Incidentally, imagine a huge egg-shape or spherical mothership. You must break that into EVERY SINGLE TRIANGLE to get "convex shapes". That's just insane --- a big mothership could have millions of triangles!

A better way is called for. We just need to figure out what it is.


Incidentally, imagine a huge egg-shape or spherical mothership. You must break that into EVERY SINGLE TRIANGLE to get "convex shapes". That's just insane --- a big mothership could have millions of triangles!

What's wrong with this? Just use a BVH of some kind (probably AABB tree) and then treat your mothership mesh as a surface. Then you can do collision detection against the surface of the mesh. Suddenly the mesh doesn't even need to be "water tight", since you only care about surfaces. If you can build your tree through insertion the tree can even represent deformable meshes. If needed adjacency information can be computed upon the surface to allow rigid shapes to roll around without catching triangle or polygon edges. If tunneling is a worry a time of impact (TOI) can be computed and tunneling can be entirely avoided. If the TOI computation is too hard to engineer or not enough time can be spent to develop it alternative forms of tunneling avoidance can be used.

Given two convex shapes, it is quite easy to compute a test like "completely contained in it".. You simply have to compute the convex hull of the union of the two shapes and verifies if the convex hull is equal to the containing shape. There may be easier methods but this is the first that comes to my mind. But I still think subdiving the mesh is the easiest solution.

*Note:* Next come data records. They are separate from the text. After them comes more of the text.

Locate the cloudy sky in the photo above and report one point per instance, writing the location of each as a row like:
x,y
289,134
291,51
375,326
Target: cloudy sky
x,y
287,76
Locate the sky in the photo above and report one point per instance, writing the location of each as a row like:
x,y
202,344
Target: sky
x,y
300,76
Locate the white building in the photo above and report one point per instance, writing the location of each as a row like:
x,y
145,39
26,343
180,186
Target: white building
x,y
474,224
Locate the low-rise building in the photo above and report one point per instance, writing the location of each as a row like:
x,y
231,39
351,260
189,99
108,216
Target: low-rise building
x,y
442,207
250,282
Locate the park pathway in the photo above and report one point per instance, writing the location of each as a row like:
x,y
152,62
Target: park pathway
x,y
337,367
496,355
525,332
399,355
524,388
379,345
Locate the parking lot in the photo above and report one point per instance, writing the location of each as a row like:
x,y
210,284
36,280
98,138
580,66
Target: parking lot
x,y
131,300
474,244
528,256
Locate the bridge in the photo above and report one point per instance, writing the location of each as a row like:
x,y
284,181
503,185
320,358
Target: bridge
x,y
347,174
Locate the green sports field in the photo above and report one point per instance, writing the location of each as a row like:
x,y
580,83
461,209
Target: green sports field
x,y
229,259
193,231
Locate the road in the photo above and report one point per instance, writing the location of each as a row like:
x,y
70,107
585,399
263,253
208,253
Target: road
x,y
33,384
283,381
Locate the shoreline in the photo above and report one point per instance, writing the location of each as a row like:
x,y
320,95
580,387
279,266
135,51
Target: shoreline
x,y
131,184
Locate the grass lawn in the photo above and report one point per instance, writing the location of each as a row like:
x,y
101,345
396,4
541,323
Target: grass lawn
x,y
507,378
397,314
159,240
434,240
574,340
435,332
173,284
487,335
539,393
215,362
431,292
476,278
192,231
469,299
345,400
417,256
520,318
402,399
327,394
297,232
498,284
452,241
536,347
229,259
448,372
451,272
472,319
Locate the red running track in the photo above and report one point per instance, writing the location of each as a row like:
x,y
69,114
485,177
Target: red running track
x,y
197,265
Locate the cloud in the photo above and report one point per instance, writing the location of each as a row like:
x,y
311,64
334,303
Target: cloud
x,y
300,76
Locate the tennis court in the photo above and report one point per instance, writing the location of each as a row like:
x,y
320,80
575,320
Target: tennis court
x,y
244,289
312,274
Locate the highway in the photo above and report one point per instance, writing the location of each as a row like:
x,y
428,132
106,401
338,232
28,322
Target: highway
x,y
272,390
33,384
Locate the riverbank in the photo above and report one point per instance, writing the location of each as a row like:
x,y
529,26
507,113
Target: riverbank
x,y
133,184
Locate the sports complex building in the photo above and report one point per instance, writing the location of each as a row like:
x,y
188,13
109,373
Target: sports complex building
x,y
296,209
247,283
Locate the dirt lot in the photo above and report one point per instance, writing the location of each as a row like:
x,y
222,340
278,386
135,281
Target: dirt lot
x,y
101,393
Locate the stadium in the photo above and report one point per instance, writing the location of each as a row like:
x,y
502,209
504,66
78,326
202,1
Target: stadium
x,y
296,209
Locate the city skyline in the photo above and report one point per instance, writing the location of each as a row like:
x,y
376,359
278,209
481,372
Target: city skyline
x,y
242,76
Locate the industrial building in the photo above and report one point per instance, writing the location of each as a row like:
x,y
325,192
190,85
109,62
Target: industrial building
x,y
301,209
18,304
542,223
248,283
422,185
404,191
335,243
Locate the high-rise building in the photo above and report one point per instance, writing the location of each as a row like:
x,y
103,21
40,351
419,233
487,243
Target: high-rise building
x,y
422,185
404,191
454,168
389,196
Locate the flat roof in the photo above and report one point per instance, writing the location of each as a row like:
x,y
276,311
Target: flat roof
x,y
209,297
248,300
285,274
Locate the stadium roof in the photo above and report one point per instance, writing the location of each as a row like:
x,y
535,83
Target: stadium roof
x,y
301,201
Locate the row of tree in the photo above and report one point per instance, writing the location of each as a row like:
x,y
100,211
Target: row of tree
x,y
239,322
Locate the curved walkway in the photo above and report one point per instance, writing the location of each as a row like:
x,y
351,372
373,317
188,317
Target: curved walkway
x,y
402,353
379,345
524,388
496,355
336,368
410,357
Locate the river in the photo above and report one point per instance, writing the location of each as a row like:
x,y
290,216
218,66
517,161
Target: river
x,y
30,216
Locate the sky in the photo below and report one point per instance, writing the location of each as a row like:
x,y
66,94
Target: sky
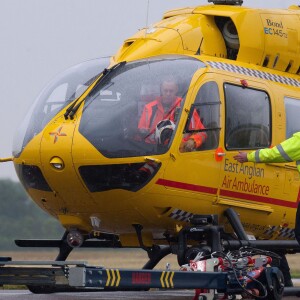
x,y
41,38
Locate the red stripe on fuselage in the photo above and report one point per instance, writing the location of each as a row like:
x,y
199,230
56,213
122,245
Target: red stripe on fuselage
x,y
227,193
187,186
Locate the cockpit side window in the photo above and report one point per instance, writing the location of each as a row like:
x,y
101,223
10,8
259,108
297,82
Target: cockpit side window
x,y
207,108
135,109
248,118
292,111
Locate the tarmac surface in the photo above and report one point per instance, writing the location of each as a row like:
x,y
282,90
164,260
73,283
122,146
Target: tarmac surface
x,y
164,295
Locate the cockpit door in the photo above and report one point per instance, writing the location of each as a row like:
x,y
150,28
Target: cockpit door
x,y
197,172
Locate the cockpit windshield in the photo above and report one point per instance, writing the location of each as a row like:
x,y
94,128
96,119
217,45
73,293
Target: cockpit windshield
x,y
134,110
62,90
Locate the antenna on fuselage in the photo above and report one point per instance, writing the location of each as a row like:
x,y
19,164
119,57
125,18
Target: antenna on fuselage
x,y
147,17
227,2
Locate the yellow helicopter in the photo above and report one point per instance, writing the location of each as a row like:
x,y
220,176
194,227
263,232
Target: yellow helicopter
x,y
82,157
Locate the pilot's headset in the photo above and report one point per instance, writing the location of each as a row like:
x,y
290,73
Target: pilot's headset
x,y
163,132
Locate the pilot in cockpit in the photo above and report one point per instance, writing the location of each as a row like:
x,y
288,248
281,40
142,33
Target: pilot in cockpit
x,y
161,115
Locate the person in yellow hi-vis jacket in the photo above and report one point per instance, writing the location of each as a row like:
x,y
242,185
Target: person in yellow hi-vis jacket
x,y
287,151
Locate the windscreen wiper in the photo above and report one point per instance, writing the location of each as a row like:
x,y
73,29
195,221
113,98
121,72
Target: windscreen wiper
x,y
72,109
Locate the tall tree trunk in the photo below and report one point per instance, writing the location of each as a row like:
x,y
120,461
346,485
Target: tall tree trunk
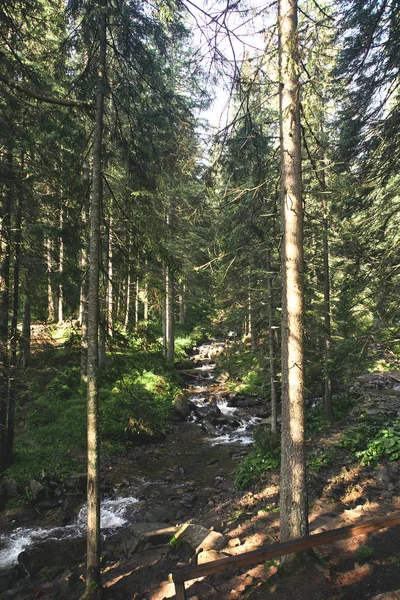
x,y
25,341
50,297
93,580
182,307
60,270
109,306
146,303
170,291
14,336
169,316
293,494
327,335
271,343
83,300
137,290
5,249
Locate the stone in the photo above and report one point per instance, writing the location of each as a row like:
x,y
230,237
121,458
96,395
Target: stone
x,y
137,537
206,556
10,488
181,406
223,378
52,552
200,538
37,490
76,482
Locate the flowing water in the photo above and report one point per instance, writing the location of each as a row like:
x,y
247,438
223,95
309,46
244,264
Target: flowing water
x,y
117,512
113,516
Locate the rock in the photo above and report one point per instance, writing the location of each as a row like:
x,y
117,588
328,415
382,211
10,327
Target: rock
x,y
10,488
37,490
223,378
76,482
181,406
206,556
7,576
50,553
208,428
137,537
200,538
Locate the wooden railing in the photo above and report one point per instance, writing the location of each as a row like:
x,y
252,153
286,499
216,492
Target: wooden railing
x,y
275,550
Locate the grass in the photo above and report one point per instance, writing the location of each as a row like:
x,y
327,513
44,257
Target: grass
x,y
135,398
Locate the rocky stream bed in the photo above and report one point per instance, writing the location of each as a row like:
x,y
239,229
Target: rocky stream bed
x,y
173,503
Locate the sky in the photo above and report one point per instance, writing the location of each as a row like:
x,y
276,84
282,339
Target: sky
x,y
223,39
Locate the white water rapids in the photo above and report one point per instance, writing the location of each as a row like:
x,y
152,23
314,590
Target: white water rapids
x,y
112,517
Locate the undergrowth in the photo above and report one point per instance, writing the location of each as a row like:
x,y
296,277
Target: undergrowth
x,y
135,397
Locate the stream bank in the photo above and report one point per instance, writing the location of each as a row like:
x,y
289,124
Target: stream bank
x,y
187,479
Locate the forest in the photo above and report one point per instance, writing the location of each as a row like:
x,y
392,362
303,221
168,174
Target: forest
x,y
174,265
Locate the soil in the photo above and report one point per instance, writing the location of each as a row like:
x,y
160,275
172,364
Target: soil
x,y
193,481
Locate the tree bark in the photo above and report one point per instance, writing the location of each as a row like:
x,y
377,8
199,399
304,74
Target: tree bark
x,y
271,344
327,335
83,304
50,298
5,249
109,306
60,270
14,335
293,494
93,581
25,341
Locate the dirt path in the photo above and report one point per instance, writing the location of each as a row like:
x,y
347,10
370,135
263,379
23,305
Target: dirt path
x,y
187,479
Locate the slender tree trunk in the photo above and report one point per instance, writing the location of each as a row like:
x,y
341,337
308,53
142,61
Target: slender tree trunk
x,y
127,299
137,290
170,290
25,341
93,581
271,343
50,297
146,296
109,306
293,494
251,321
327,335
182,307
5,249
169,316
14,336
60,271
146,303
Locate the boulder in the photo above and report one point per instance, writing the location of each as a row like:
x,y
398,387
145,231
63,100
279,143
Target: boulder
x,y
181,406
206,556
37,490
199,538
10,488
76,482
52,552
137,537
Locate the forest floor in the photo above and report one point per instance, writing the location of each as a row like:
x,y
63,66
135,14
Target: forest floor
x,y
186,479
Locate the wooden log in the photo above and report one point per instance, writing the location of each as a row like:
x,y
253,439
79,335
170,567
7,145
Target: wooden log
x,y
281,549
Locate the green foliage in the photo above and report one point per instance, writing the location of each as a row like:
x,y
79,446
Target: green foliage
x,y
265,456
319,460
342,404
364,552
357,438
386,443
135,398
237,515
248,371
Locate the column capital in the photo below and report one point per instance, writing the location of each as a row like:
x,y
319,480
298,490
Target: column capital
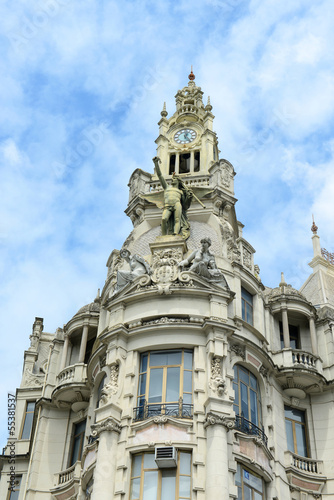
x,y
109,424
215,419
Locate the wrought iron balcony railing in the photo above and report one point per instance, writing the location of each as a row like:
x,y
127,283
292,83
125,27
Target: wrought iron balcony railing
x,y
244,425
177,410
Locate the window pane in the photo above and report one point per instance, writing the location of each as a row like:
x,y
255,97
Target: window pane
x,y
289,435
244,401
173,384
149,462
136,465
185,463
188,360
184,486
174,358
27,426
143,365
155,393
135,488
187,381
253,402
158,358
150,485
301,440
168,482
142,383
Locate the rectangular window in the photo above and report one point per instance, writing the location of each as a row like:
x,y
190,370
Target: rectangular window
x,y
247,306
293,334
296,431
165,384
250,486
172,160
148,482
197,161
28,420
77,441
14,493
184,166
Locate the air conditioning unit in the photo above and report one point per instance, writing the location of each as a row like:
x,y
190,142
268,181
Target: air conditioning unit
x,y
166,457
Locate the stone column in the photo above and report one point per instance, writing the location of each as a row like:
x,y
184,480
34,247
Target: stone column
x,y
314,342
65,351
83,344
105,469
286,334
217,481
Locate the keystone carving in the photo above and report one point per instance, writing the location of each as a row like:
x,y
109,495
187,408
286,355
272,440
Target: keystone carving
x,y
109,425
217,382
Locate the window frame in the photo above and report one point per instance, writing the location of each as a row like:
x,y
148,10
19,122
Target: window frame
x,y
81,435
241,468
24,420
159,478
303,424
181,391
247,306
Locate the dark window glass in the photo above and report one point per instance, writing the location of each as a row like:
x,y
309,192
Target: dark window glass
x,y
77,441
197,161
247,306
247,397
296,431
28,420
184,166
172,160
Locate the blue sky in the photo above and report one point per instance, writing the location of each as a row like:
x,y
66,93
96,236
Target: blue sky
x,y
82,85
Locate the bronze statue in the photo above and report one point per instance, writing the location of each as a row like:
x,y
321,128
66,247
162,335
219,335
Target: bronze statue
x,y
176,200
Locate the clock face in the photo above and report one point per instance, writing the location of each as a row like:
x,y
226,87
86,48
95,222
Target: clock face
x,y
185,135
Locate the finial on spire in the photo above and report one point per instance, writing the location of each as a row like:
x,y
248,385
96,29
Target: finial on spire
x,y
191,76
314,228
208,107
164,113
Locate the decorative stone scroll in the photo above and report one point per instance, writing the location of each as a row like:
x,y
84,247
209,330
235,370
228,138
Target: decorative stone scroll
x,y
109,425
217,382
111,388
214,419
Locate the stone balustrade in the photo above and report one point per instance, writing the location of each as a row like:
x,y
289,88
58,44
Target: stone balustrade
x,y
303,464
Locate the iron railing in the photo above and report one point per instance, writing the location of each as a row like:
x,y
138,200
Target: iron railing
x,y
177,410
246,426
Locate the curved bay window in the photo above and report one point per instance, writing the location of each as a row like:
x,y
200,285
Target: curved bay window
x,y
148,482
165,384
250,486
247,402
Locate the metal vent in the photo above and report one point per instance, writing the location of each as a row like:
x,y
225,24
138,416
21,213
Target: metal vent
x,y
165,457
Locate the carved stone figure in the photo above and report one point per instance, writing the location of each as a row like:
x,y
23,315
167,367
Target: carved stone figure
x,y
175,201
204,264
138,266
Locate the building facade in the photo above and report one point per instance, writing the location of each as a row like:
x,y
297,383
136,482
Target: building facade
x,y
186,378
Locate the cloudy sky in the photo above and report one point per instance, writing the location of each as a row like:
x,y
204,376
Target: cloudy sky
x,y
82,85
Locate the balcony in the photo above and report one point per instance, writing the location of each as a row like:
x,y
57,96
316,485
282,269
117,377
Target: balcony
x,y
67,482
71,386
305,473
176,410
246,426
299,371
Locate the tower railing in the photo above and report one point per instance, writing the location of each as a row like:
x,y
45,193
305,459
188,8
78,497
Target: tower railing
x,y
248,427
149,410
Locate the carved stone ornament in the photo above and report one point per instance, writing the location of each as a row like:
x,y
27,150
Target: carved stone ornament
x,y
247,258
239,350
111,388
108,425
214,419
217,382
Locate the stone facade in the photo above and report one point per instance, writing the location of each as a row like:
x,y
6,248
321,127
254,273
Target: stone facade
x,y
182,381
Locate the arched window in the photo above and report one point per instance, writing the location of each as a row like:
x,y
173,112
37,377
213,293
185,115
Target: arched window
x,y
247,401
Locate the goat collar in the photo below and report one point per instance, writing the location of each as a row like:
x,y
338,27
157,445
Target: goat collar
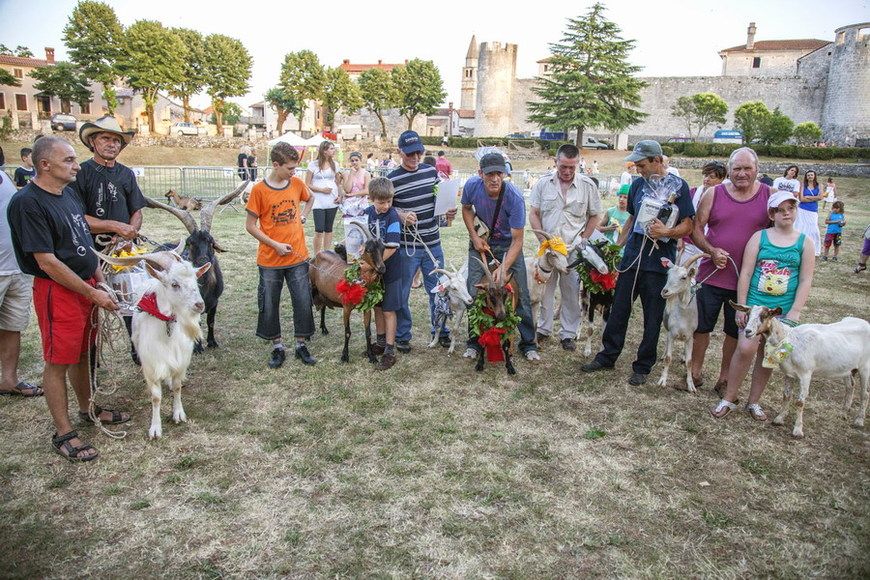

This is the first time I've played with Minkowski sums, so: thanks for bringing those to my attention!

I can't answer your question, but I did notice something interesting while playing around them: given shapes A and B, B is contained entirely within A if (B-B) does *not* intersect with XOR[(A-B),(B-A)]. This seems to be true for concave shapes as well as convex ones. Seems like cheating to use XOR, though...

I also *think* that lofting (B-B) along the edges of (A-B) will result in a hollow shape (donut-like in 2D) whose interior hole contains (0,0) if B is entirely within A. I'm just graphing things on paper to check though, so I could be wrong!

In any case, checking the convex hull of the union sure seems like a better choice for convex shapes!

Given two convex shapes, it is quite easy to compute a test like "completely contained in it".. You simply have to compute the convex hull of the union of the two shapes and verifies if the convex hull is equal to the containing shape. There may be easier methods but this is the first that comes to my mind. But I still think subdiving the mesh is the easiest solution.

Could you elaborate on that a bit? What is the "union"? Something related to the minkowski sum or difference? And does any efficient way exist to perform this computation?


Incidentally, imagine a huge egg-shape or spherical mothership. You must break that into EVERY SINGLE TRIANGLE to get "convex shapes". That's just insane --- a big mothership could have millions of triangles!

What's wrong with this? Just use a BVH of some kind (probably AABB tree) and then treat your mothership mesh as a surface. Then you can do collision detection against the surface of the mesh. Suddenly the mesh doesn't even need to be "water tight", since you only care about surfaces. If you can build your tree through insertion the tree can even represent deformable meshes. If needed adjacency information can be computed upon the surface to allow rigid shapes to roll around without catching triangle or polygon edges. If tunneling is a worry a time of impact (TOI) can be computed and tunneling can be entirely avoided. If the TOI computation is too hard to engineer or not enough time can be spent to develop it alternative forms of tunneling avoidance can be used.

Actually, I already have a collision detection function that works on concave objects in a similar manner (essentially two parallel sweep and prune routines on the triangles in the two objects). It is totally general and works on absolutely everything for some of the reasons you mention. The problem is, that routine is 2x to 20x slower than GJK. As you say, one of the advantages over GJK is the fact these kinds of approaches work on overlap of object surfaces, not object volumes like GJK. After the first frame the test is faster due to temporal coherency (the triangle sorts are much quicker). But still... too slow, which is why I'm looking for alternatives.

Thanks for the suggestion though. It is a good one.